Render’s autoscaling is configured in the dashboard or via render.yaml on paid plans:

services:
  - type: web
    name: myapp
    # ... other config
    scaling:
      minInstances: 1
      maxInstances: 5
      targetMemoryPercent: 75
      targetCPUPercent: 70

Render scales up when CPU or memory exceeds the target and scales down when load drops. The minInstances: 1 setting prevents scale-to-zero, which is appropriate for services that need low-latency responses.

For development or low-traffic services, set minInstances: 0 (requires plan: starter or higher on the new billing model).

Build caching

Render caches build artifacts between deploys. To take advantage of this, structure buildCommand so that the expensive steps (installing bunpy, running bunpy install --frozen) only re-run when necessary.
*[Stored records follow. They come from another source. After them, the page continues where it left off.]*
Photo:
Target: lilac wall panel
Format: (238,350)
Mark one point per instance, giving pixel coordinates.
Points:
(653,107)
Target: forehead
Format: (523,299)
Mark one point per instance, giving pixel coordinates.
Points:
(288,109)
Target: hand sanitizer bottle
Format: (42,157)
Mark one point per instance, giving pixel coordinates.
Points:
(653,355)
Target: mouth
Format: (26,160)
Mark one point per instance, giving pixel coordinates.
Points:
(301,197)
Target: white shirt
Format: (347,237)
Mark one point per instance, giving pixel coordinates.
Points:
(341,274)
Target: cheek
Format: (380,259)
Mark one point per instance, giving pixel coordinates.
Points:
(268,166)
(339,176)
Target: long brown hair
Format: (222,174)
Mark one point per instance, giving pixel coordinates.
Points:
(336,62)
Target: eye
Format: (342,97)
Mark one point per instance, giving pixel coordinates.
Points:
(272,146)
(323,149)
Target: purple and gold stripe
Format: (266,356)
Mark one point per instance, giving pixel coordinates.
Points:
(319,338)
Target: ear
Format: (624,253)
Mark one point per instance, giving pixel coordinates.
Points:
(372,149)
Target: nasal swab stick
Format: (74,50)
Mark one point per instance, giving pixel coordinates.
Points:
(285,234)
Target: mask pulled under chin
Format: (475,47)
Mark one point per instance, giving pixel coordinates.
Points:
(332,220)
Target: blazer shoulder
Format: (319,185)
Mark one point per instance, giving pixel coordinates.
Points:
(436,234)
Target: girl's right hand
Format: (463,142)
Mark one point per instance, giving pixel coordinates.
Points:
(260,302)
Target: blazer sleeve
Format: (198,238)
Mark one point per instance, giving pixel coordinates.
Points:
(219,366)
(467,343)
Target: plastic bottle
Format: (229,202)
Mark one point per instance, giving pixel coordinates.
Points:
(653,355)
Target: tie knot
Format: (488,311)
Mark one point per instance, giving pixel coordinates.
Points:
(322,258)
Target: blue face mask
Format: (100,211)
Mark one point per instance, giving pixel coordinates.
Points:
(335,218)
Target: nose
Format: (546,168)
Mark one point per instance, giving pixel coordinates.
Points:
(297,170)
Render does not support arbitrary cache keys like GitHub Actions does. The cache is invalidated when the build command changes or when you manually clear it in the dashboard. In practice, bunpy install --frozen is fast enough on warm cache (~1–2 seconds for a resolved lockfile) that build caching matters less here.

Deploy process

After committing render.yaml and pushing:

  1. Go to dashboard.render.com
  2. Click “New” > “Blueprint”
  3. Select your repository
  4. Render reads render.yaml and shows a preview of the resources it will create
  5. Confirm, and Render provisions the database and deploys the web service

Subsequent deploys happen automatically on push (with autoDeploy: true) or manually via the dashboard.

Watch deploy logs in the dashboard or via the Render API:

# Using the Render API with curl
curl -H "Authorization: Bearer $RENDER_API_KEY" \
  "https://api.render.com/v1/services/$SERVICE_ID/deploys?limit=5"

Full project structure

myapp/
  pyproject.toml
  uv.lock
  render.yaml
  src/
    myapp/
      __init__.py
      server.py

The render.yaml file is the single source of truth for the infrastructure. Committing it to source control means anyone on the team can reproduce the exact same Render setup in a new account by connecting the repository.